The Monster Energy (MNST) NASCAR Cup Series playoffs continued Sunday at New Hampshire Motor Speedway. Kyle Busch won the ISM Connect 300, advancing in to the round of 12 in the process. JWS got the exclusive opportunity to sit down with Austin Dillon, currently sitting in 13th place, to discuss his corporate sponsorship partners, investment portfolio and a decision to sell (an equity) that he regrets. Austin finished 19th in Sunday’s race after being involved in an 8-car wreck.

How does your passion for sports drive the corporate sponsorship partners you have?

Austin Dillon: I’m a huge outdoorsman, so I started out with Bass Pro Shops (CAB). That was an easy tie-in for me with my hunting and fishing background. From a racing standpoint, I used to be with AdvoCare and their Rehydrate product. I enjoyed using the product. We won a championship with them. I’m now with Dow Chemical Company (DWDP) and their scientists and engineers directly make an impact on our car through technological advances. 

Do you personally invest in your corporate sponsors?

Austin Dillon: Every sponsor that I have, that is traded (CAB, DWDP, GIS), I have stock in. It works well. You can build together. When you are running well, they are doing well. It’s cool how that works.

You mentioned that you do a little bit of trading for fun.  Can you share a few of your holdings?
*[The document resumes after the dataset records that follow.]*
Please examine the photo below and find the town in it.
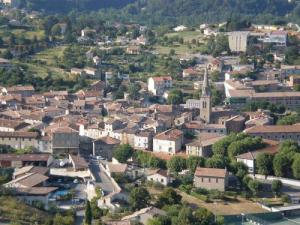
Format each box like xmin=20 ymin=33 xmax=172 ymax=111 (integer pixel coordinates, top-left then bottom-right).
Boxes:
xmin=0 ymin=0 xmax=300 ymax=225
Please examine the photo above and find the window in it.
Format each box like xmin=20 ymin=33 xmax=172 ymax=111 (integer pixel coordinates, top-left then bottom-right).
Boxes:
xmin=216 ymin=178 xmax=218 ymax=183
xmin=208 ymin=178 xmax=211 ymax=183
xmin=201 ymin=178 xmax=203 ymax=182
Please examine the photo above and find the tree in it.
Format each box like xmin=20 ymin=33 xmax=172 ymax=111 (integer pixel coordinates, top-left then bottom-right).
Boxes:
xmin=129 ymin=187 xmax=151 ymax=210
xmin=248 ymin=180 xmax=261 ymax=197
xmin=277 ymin=113 xmax=300 ymax=125
xmin=53 ymin=213 xmax=74 ymax=225
xmin=167 ymin=89 xmax=183 ymax=105
xmin=156 ymin=188 xmax=182 ymax=207
xmin=167 ymin=156 xmax=186 ymax=173
xmin=1 ymin=50 xmax=13 ymax=60
xmin=271 ymin=180 xmax=282 ymax=197
xmin=84 ymin=200 xmax=92 ymax=225
xmin=211 ymin=71 xmax=221 ymax=82
xmin=127 ymin=83 xmax=141 ymax=100
xmin=186 ymin=156 xmax=205 ymax=173
xmin=113 ymin=144 xmax=133 ymax=163
xmin=292 ymin=154 xmax=300 ymax=179
xmin=273 ymin=154 xmax=290 ymax=177
xmin=51 ymin=24 xmax=62 ymax=36
xmin=256 ymin=153 xmax=273 ymax=176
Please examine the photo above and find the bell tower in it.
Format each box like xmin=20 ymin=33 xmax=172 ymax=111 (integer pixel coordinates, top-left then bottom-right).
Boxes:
xmin=199 ymin=67 xmax=211 ymax=123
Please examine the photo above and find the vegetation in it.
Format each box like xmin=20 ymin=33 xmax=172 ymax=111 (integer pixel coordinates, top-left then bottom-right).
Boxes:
xmin=113 ymin=144 xmax=134 ymax=163
xmin=129 ymin=187 xmax=151 ymax=210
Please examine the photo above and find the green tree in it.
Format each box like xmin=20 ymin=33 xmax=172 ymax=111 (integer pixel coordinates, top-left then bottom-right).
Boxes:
xmin=129 ymin=187 xmax=151 ymax=210
xmin=156 ymin=188 xmax=182 ymax=207
xmin=248 ymin=180 xmax=261 ymax=197
xmin=256 ymin=153 xmax=273 ymax=176
xmin=292 ymin=153 xmax=300 ymax=179
xmin=113 ymin=144 xmax=133 ymax=163
xmin=271 ymin=180 xmax=282 ymax=197
xmin=167 ymin=156 xmax=186 ymax=173
xmin=167 ymin=89 xmax=183 ymax=105
xmin=186 ymin=156 xmax=205 ymax=173
xmin=53 ymin=213 xmax=74 ymax=225
xmin=84 ymin=200 xmax=92 ymax=225
xmin=51 ymin=24 xmax=62 ymax=36
xmin=127 ymin=83 xmax=141 ymax=100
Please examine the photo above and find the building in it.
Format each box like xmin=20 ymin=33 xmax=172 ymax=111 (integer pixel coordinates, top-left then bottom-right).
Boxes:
xmin=244 ymin=125 xmax=300 ymax=143
xmin=148 ymin=76 xmax=172 ymax=96
xmin=199 ymin=68 xmax=212 ymax=123
xmin=263 ymin=31 xmax=287 ymax=46
xmin=194 ymin=167 xmax=229 ymax=191
xmin=93 ymin=136 xmax=121 ymax=160
xmin=134 ymin=130 xmax=153 ymax=151
xmin=0 ymin=132 xmax=40 ymax=150
xmin=0 ymin=153 xmax=53 ymax=168
xmin=147 ymin=169 xmax=171 ymax=186
xmin=2 ymin=85 xmax=35 ymax=97
xmin=228 ymin=31 xmax=249 ymax=53
xmin=236 ymin=140 xmax=279 ymax=173
xmin=186 ymin=133 xmax=225 ymax=157
xmin=153 ymin=129 xmax=183 ymax=154
xmin=0 ymin=119 xmax=29 ymax=132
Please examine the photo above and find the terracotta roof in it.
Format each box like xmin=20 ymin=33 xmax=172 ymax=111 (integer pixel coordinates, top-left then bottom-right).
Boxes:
xmin=194 ymin=167 xmax=227 ymax=178
xmin=15 ymin=187 xmax=57 ymax=195
xmin=14 ymin=166 xmax=49 ymax=177
xmin=150 ymin=76 xmax=172 ymax=82
xmin=0 ymin=119 xmax=27 ymax=129
xmin=17 ymin=173 xmax=49 ymax=187
xmin=95 ymin=136 xmax=120 ymax=145
xmin=107 ymin=163 xmax=127 ymax=173
xmin=69 ymin=154 xmax=88 ymax=170
xmin=0 ymin=131 xmax=39 ymax=138
xmin=154 ymin=129 xmax=183 ymax=141
xmin=6 ymin=85 xmax=34 ymax=92
xmin=0 ymin=153 xmax=51 ymax=161
xmin=245 ymin=125 xmax=300 ymax=133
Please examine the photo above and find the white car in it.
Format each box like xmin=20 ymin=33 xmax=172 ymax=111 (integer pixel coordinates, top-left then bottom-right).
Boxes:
xmin=96 ymin=156 xmax=104 ymax=160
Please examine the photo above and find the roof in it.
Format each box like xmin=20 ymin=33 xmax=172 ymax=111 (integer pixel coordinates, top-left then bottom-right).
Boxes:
xmin=107 ymin=163 xmax=128 ymax=173
xmin=14 ymin=166 xmax=49 ymax=177
xmin=7 ymin=173 xmax=49 ymax=188
xmin=0 ymin=119 xmax=27 ymax=129
xmin=0 ymin=131 xmax=39 ymax=138
xmin=15 ymin=187 xmax=57 ymax=195
xmin=6 ymin=85 xmax=34 ymax=92
xmin=147 ymin=169 xmax=169 ymax=178
xmin=187 ymin=133 xmax=225 ymax=147
xmin=69 ymin=154 xmax=88 ymax=170
xmin=194 ymin=167 xmax=227 ymax=178
xmin=95 ymin=136 xmax=121 ymax=145
xmin=122 ymin=207 xmax=166 ymax=221
xmin=154 ymin=129 xmax=183 ymax=141
xmin=150 ymin=76 xmax=172 ymax=82
xmin=0 ymin=153 xmax=51 ymax=162
xmin=245 ymin=125 xmax=300 ymax=133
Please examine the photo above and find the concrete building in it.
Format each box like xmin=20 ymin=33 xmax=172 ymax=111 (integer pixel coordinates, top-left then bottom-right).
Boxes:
xmin=0 ymin=153 xmax=53 ymax=168
xmin=194 ymin=167 xmax=229 ymax=191
xmin=0 ymin=132 xmax=40 ymax=150
xmin=228 ymin=31 xmax=249 ymax=53
xmin=134 ymin=130 xmax=153 ymax=151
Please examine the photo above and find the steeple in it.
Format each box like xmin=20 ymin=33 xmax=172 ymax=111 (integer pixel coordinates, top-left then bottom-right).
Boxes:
xmin=201 ymin=67 xmax=211 ymax=97
xmin=199 ymin=66 xmax=212 ymax=123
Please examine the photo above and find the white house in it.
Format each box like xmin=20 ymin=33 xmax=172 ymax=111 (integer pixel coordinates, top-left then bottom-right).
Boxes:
xmin=148 ymin=76 xmax=172 ymax=96
xmin=173 ymin=25 xmax=187 ymax=32
xmin=147 ymin=169 xmax=171 ymax=186
xmin=134 ymin=130 xmax=153 ymax=150
xmin=153 ymin=128 xmax=183 ymax=154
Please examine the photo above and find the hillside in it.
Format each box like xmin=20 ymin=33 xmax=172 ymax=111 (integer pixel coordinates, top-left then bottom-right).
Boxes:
xmin=123 ymin=0 xmax=299 ymax=25
xmin=16 ymin=0 xmax=136 ymax=12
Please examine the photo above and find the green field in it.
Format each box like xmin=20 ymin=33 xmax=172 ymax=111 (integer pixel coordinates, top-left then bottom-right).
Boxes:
xmin=165 ymin=30 xmax=204 ymax=42
xmin=0 ymin=28 xmax=45 ymax=41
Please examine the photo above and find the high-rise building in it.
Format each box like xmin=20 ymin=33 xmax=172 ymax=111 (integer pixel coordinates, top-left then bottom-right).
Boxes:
xmin=228 ymin=31 xmax=249 ymax=53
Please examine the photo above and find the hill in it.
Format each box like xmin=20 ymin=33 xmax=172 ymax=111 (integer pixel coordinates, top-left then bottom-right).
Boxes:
xmin=122 ymin=0 xmax=299 ymax=25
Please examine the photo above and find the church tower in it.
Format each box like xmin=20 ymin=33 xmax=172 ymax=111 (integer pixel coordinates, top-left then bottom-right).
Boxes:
xmin=200 ymin=67 xmax=211 ymax=123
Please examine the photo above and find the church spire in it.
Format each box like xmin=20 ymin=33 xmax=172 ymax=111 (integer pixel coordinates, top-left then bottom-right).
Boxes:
xmin=202 ymin=67 xmax=210 ymax=96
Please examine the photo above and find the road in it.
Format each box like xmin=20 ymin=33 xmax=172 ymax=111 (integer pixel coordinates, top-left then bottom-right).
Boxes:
xmin=89 ymin=159 xmax=115 ymax=194
xmin=75 ymin=210 xmax=84 ymax=225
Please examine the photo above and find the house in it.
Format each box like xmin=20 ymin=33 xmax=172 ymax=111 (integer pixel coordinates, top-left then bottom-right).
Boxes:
xmin=70 ymin=68 xmax=83 ymax=76
xmin=81 ymin=28 xmax=96 ymax=37
xmin=2 ymin=85 xmax=35 ymax=97
xmin=0 ymin=153 xmax=52 ymax=168
xmin=153 ymin=129 xmax=183 ymax=154
xmin=148 ymin=76 xmax=172 ymax=96
xmin=182 ymin=68 xmax=200 ymax=79
xmin=186 ymin=133 xmax=225 ymax=157
xmin=13 ymin=166 xmax=49 ymax=179
xmin=126 ymin=46 xmax=141 ymax=55
xmin=84 ymin=67 xmax=100 ymax=77
xmin=194 ymin=167 xmax=229 ymax=191
xmin=106 ymin=162 xmax=128 ymax=177
xmin=69 ymin=154 xmax=89 ymax=172
xmin=236 ymin=140 xmax=279 ymax=173
xmin=0 ymin=119 xmax=29 ymax=132
xmin=121 ymin=207 xmax=166 ymax=225
xmin=134 ymin=130 xmax=153 ymax=151
xmin=147 ymin=169 xmax=171 ymax=186
xmin=0 ymin=58 xmax=11 ymax=68
xmin=93 ymin=136 xmax=120 ymax=160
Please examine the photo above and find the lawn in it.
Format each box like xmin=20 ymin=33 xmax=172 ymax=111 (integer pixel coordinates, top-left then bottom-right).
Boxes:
xmin=0 ymin=28 xmax=45 ymax=41
xmin=165 ymin=30 xmax=204 ymax=42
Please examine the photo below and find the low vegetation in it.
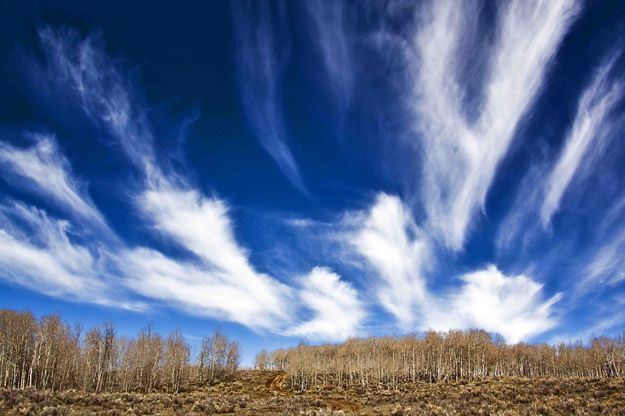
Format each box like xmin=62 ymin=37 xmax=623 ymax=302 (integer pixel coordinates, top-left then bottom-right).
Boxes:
xmin=1 ymin=371 xmax=624 ymax=415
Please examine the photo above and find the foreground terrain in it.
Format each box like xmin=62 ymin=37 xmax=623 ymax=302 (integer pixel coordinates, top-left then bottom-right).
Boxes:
xmin=2 ymin=371 xmax=625 ymax=415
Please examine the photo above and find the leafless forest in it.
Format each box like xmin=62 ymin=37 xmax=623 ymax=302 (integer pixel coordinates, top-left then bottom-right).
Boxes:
xmin=256 ymin=331 xmax=625 ymax=391
xmin=2 ymin=308 xmax=625 ymax=415
xmin=0 ymin=309 xmax=239 ymax=393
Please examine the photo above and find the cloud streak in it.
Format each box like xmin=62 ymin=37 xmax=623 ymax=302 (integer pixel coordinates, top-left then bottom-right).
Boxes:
xmin=3 ymin=1 xmax=623 ymax=348
xmin=19 ymin=26 xmax=363 ymax=340
xmin=496 ymin=54 xmax=623 ymax=253
xmin=232 ymin=1 xmax=307 ymax=195
xmin=343 ymin=193 xmax=561 ymax=343
xmin=433 ymin=265 xmax=562 ymax=344
xmin=303 ymin=0 xmax=353 ymax=110
xmin=286 ymin=267 xmax=365 ymax=341
xmin=0 ymin=134 xmax=109 ymax=230
xmin=408 ymin=0 xmax=579 ymax=249
xmin=0 ymin=201 xmax=138 ymax=309
xmin=541 ymin=58 xmax=623 ymax=226
xmin=346 ymin=193 xmax=429 ymax=329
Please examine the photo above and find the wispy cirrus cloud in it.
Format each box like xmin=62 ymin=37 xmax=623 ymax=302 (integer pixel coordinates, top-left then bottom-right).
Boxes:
xmin=36 ymin=27 xmax=297 ymax=331
xmin=497 ymin=54 xmax=624 ymax=252
xmin=303 ymin=0 xmax=353 ymax=110
xmin=37 ymin=27 xmax=155 ymax=170
xmin=406 ymin=0 xmax=579 ymax=250
xmin=576 ymin=196 xmax=625 ymax=294
xmin=346 ymin=193 xmax=429 ymax=329
xmin=0 ymin=134 xmax=109 ymax=231
xmin=342 ymin=193 xmax=561 ymax=343
xmin=4 ymin=0 xmax=622 ymax=347
xmin=232 ymin=1 xmax=307 ymax=195
xmin=430 ymin=265 xmax=562 ymax=344
xmin=0 ymin=130 xmax=137 ymax=309
xmin=135 ymin=183 xmax=294 ymax=331
xmin=18 ymin=26 xmax=363 ymax=340
xmin=286 ymin=267 xmax=365 ymax=341
xmin=541 ymin=58 xmax=623 ymax=226
xmin=583 ymin=230 xmax=625 ymax=287
xmin=0 ymin=201 xmax=139 ymax=310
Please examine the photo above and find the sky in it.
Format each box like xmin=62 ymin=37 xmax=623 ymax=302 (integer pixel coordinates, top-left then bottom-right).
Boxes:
xmin=1 ymin=0 xmax=625 ymax=365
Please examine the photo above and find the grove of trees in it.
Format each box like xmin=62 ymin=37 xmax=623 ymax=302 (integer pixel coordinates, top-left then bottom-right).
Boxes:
xmin=256 ymin=330 xmax=625 ymax=391
xmin=4 ymin=307 xmax=625 ymax=395
xmin=0 ymin=309 xmax=239 ymax=392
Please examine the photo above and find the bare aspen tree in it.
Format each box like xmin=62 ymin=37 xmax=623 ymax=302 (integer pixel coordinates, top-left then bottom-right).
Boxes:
xmin=197 ymin=329 xmax=238 ymax=384
xmin=226 ymin=340 xmax=241 ymax=378
xmin=0 ymin=310 xmax=36 ymax=389
xmin=164 ymin=330 xmax=190 ymax=393
xmin=254 ymin=350 xmax=270 ymax=370
xmin=83 ymin=322 xmax=116 ymax=392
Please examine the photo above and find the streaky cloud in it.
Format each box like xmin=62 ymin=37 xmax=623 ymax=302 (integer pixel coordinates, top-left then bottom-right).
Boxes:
xmin=286 ymin=267 xmax=365 ymax=341
xmin=232 ymin=1 xmax=308 ymax=195
xmin=0 ymin=201 xmax=140 ymax=310
xmin=119 ymin=247 xmax=292 ymax=331
xmin=495 ymin=163 xmax=548 ymax=252
xmin=407 ymin=0 xmax=579 ymax=249
xmin=137 ymin=182 xmax=294 ymax=331
xmin=0 ymin=134 xmax=110 ymax=231
xmin=38 ymin=27 xmax=156 ymax=171
xmin=577 ymin=196 xmax=625 ymax=294
xmin=431 ymin=265 xmax=562 ymax=344
xmin=38 ymin=26 xmax=296 ymax=331
xmin=303 ymin=0 xmax=353 ymax=110
xmin=550 ymin=297 xmax=625 ymax=344
xmin=541 ymin=57 xmax=624 ymax=226
xmin=32 ymin=26 xmax=363 ymax=340
xmin=497 ymin=53 xmax=624 ymax=253
xmin=346 ymin=193 xmax=429 ymax=329
xmin=344 ymin=193 xmax=560 ymax=343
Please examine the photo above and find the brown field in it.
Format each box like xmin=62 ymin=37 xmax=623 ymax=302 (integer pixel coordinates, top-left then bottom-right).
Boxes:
xmin=2 ymin=371 xmax=625 ymax=416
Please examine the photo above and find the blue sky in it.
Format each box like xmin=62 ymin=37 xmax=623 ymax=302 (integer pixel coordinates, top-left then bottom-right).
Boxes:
xmin=1 ymin=0 xmax=625 ymax=365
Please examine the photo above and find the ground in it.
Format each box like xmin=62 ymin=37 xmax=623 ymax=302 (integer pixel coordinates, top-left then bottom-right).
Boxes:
xmin=1 ymin=371 xmax=625 ymax=415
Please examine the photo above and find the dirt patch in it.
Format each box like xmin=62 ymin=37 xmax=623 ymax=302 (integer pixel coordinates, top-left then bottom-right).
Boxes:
xmin=265 ymin=371 xmax=287 ymax=392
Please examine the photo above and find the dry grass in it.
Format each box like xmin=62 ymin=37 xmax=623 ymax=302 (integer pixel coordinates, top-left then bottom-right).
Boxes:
xmin=1 ymin=371 xmax=624 ymax=415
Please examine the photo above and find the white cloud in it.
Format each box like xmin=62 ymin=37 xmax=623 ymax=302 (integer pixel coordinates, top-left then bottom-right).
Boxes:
xmin=232 ymin=1 xmax=307 ymax=195
xmin=28 ymin=27 xmax=362 ymax=341
xmin=0 ymin=202 xmax=138 ymax=309
xmin=120 ymin=247 xmax=292 ymax=331
xmin=496 ymin=56 xmax=623 ymax=252
xmin=20 ymin=23 xmax=570 ymax=344
xmin=286 ymin=267 xmax=365 ymax=341
xmin=0 ymin=134 xmax=108 ymax=229
xmin=541 ymin=59 xmax=623 ymax=226
xmin=136 ymin=181 xmax=295 ymax=330
xmin=347 ymin=193 xmax=429 ymax=328
xmin=346 ymin=193 xmax=560 ymax=343
xmin=140 ymin=184 xmax=252 ymax=278
xmin=38 ymin=27 xmax=155 ymax=170
xmin=578 ymin=198 xmax=625 ymax=293
xmin=303 ymin=0 xmax=352 ymax=110
xmin=408 ymin=0 xmax=578 ymax=249
xmin=430 ymin=265 xmax=562 ymax=344
xmin=495 ymin=164 xmax=547 ymax=251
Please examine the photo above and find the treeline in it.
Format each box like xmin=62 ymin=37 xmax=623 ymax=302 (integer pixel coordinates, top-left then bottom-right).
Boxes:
xmin=0 ymin=309 xmax=239 ymax=392
xmin=256 ymin=330 xmax=625 ymax=391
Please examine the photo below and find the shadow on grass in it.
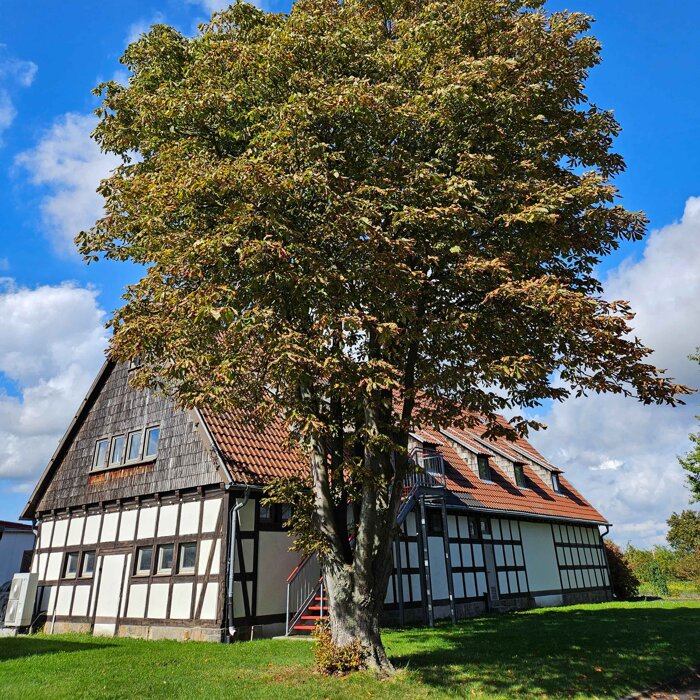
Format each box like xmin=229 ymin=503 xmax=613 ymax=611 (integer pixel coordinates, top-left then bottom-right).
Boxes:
xmin=388 ymin=605 xmax=700 ymax=698
xmin=0 ymin=637 xmax=112 ymax=662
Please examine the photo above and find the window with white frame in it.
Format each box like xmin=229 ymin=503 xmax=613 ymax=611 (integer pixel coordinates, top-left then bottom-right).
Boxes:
xmin=135 ymin=546 xmax=153 ymax=575
xmin=126 ymin=430 xmax=142 ymax=462
xmin=178 ymin=542 xmax=197 ymax=574
xmin=91 ymin=424 xmax=160 ymax=471
xmin=81 ymin=551 xmax=96 ymax=577
xmin=156 ymin=544 xmax=174 ymax=574
xmin=109 ymin=435 xmax=126 ymax=466
xmin=144 ymin=427 xmax=160 ymax=458
xmin=514 ymin=463 xmax=526 ymax=488
xmin=93 ymin=439 xmax=109 ymax=470
xmin=63 ymin=552 xmax=79 ymax=578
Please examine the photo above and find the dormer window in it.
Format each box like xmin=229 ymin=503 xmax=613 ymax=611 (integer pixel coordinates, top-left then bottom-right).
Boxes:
xmin=477 ymin=454 xmax=491 ymax=481
xmin=551 ymin=472 xmax=562 ymax=493
xmin=514 ymin=463 xmax=526 ymax=488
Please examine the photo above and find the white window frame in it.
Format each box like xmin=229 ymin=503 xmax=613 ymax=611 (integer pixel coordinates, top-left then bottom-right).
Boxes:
xmin=514 ymin=463 xmax=526 ymax=489
xmin=92 ymin=439 xmax=109 ymax=470
xmin=81 ymin=551 xmax=96 ymax=578
xmin=135 ymin=546 xmax=153 ymax=576
xmin=144 ymin=426 xmax=160 ymax=459
xmin=109 ymin=435 xmax=126 ymax=466
xmin=156 ymin=544 xmax=174 ymax=575
xmin=178 ymin=542 xmax=197 ymax=574
xmin=63 ymin=552 xmax=79 ymax=578
xmin=125 ymin=429 xmax=143 ymax=463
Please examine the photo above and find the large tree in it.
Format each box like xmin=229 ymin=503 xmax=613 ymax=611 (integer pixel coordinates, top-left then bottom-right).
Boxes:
xmin=79 ymin=0 xmax=688 ymax=672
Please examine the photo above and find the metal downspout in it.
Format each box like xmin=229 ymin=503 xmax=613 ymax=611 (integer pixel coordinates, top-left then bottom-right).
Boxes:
xmin=226 ymin=485 xmax=250 ymax=641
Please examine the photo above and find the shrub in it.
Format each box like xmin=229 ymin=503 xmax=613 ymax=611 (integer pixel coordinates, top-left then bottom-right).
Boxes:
xmin=605 ymin=540 xmax=639 ymax=599
xmin=312 ymin=621 xmax=366 ymax=675
xmin=647 ymin=561 xmax=670 ymax=597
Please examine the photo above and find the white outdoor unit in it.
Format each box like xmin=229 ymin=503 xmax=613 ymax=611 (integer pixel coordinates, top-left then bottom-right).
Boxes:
xmin=4 ymin=572 xmax=38 ymax=627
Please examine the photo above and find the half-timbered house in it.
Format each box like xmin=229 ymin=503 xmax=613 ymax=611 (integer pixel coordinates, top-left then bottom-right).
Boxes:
xmin=21 ymin=360 xmax=612 ymax=641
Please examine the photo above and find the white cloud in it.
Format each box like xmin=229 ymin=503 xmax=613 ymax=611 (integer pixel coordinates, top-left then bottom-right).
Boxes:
xmin=0 ymin=47 xmax=37 ymax=143
xmin=125 ymin=13 xmax=165 ymax=46
xmin=15 ymin=113 xmax=121 ymax=256
xmin=189 ymin=0 xmax=234 ymax=12
xmin=529 ymin=196 xmax=700 ymax=548
xmin=0 ymin=281 xmax=107 ymax=483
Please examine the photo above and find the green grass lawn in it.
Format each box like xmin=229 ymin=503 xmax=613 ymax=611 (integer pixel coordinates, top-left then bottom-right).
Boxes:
xmin=1 ymin=600 xmax=698 ymax=699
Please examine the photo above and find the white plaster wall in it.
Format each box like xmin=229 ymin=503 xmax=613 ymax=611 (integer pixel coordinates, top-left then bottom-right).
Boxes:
xmin=101 ymin=512 xmax=119 ymax=542
xmin=200 ymin=581 xmax=218 ymax=620
xmin=118 ymin=509 xmax=137 ymax=542
xmin=38 ymin=520 xmax=54 ymax=549
xmin=137 ymin=506 xmax=158 ymax=540
xmin=83 ymin=515 xmax=101 ymax=544
xmin=157 ymin=504 xmax=178 ymax=537
xmin=210 ymin=539 xmax=221 ymax=576
xmin=256 ymin=531 xmax=302 ymax=616
xmin=55 ymin=585 xmax=73 ymax=616
xmin=66 ymin=517 xmax=84 ymax=546
xmin=170 ymin=582 xmax=193 ymax=619
xmin=72 ymin=585 xmax=90 ymax=616
xmin=45 ymin=552 xmax=63 ymax=581
xmin=198 ymin=540 xmax=212 ymax=575
xmin=127 ymin=584 xmax=148 ymax=618
xmin=147 ymin=583 xmax=169 ymax=618
xmin=52 ymin=520 xmax=68 ymax=548
xmin=520 ymin=521 xmax=560 ymax=592
xmin=237 ymin=499 xmax=255 ymax=531
xmin=202 ymin=499 xmax=221 ymax=533
xmin=427 ymin=536 xmax=449 ymax=600
xmin=234 ymin=539 xmax=254 ymax=574
xmin=179 ymin=501 xmax=200 ymax=535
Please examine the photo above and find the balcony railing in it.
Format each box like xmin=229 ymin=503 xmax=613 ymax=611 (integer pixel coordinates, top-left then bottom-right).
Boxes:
xmin=405 ymin=447 xmax=446 ymax=489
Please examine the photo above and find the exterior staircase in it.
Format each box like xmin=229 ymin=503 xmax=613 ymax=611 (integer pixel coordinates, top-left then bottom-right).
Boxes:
xmin=287 ymin=581 xmax=328 ymax=634
xmin=284 ymin=447 xmax=447 ymax=636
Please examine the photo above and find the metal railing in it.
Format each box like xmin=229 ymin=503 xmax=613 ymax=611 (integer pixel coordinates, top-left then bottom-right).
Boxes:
xmin=285 ymin=552 xmax=321 ymax=635
xmin=405 ymin=447 xmax=446 ymax=489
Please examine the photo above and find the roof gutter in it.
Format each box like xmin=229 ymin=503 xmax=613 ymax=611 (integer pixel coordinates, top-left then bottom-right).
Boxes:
xmin=450 ymin=502 xmax=611 ymax=528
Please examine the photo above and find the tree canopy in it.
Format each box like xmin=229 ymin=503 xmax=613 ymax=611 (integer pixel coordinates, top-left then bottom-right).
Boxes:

Austin Dillon: Caterpillar (CAT), I had them as one of our partners for a while; my Grandpa did well on Caterpillar. Builders First Source (BLDR) has been doing well. Nintendo (NTDOY). I was playing Pokeman like crazy when it came out and was like I should get some stock, they’ve been doing well. 

Can you give us one trade you’d like to have back?

Austin Dillon: I messed up on Tesla (TSLA), badly. I had it at $44. One of my engineers was like ‘it’s not going anywhere’ and I sold it (currently at $351). I had around 200 shares.

Howie Long-Short: Dow Chemical Corporation and DuPont Co., the 2 largest American chemical makers, completed a $130 billion merger in late August. As of September 1st, the company began to trade under the symbol DWDP. DWDP is expected to split into 3 separate companies (agriculture, specialty products and materials).

Fan Marino: Austin Dillon played for the South-East team in the 2002 Little League World Series. South East made the 2017 United States Championships and Austin was given opportunity to give the kids a pep-talk before the game. South-East ended up losing a heartbreaker to South-West, 6-5. Nolan Ryan delivered the South-West team’s pregame speech.